After a lovely break over Xmas, I thought I’d get back into the swing of things on here.. and I’m starting off the year with CAD document management – a crucial yet sometimes overlooked aspect of computer aided design.
I’ve seen some pretty horrifically non-existent filing systems, so I know all about the woes of poor CAD document management. I’ve had to determine whether a file named “New.dwg” is in fact new as advertised verses a file which has a newer last modified date. I’ve had to perform mass searches on networked drives for “*.dwg”, and sift through hundereds of files looking for something I’ve been handed in a hard copy, that doesn’t have a drawing number on it… Not very helpful at all, and potentially costly to projects as time is wasted trying to find out stuff we should already know. And this is totally avoidable, with very little effort. Hopefully you’re doing this already, but if you’re not, you must implement some standard CAD document management.
What do I mean by this?
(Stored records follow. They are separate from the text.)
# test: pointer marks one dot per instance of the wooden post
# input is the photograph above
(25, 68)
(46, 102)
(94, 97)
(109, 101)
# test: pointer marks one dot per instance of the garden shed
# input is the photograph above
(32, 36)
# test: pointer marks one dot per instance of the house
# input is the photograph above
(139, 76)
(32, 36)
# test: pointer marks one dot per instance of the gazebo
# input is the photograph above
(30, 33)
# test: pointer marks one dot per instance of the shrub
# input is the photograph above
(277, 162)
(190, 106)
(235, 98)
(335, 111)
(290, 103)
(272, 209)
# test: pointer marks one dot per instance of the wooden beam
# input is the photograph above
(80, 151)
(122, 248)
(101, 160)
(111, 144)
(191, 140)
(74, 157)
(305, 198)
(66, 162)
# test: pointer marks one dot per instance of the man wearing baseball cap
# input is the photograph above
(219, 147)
It can be anything from a full-blown electronic document management system (EDMS) to simply keeping your drawings saved in “/SomePath/CAD/ProjectCode/DrawingNo.dwg”. The scale of the work you are doing usually dictates what level of document management is best suited for the job. More often than not, projects with 50 drawings or less are easily accommodated by a simple folder structure. Above 50 and you might want to consider some managed solution. Look into things like Autodesk Vault to keep better control over your drawings and revisions.
Another option to keep better control over your drawings is to use sheet sets. These are really useful not just for keeping things tidy and well managed, but also has some neat batch plotting functionality that is really worth using.
Whatever you do, have something in place. The most costly option is to have nothing, as this leads to a whole range of problems. Make sure all drawings have a drawing number. Make sure you name your files sensibly. And finally, make sure everyone is singing from the same hymn sheet – ensure you communicate to others working on the same project and get them to work in the same way.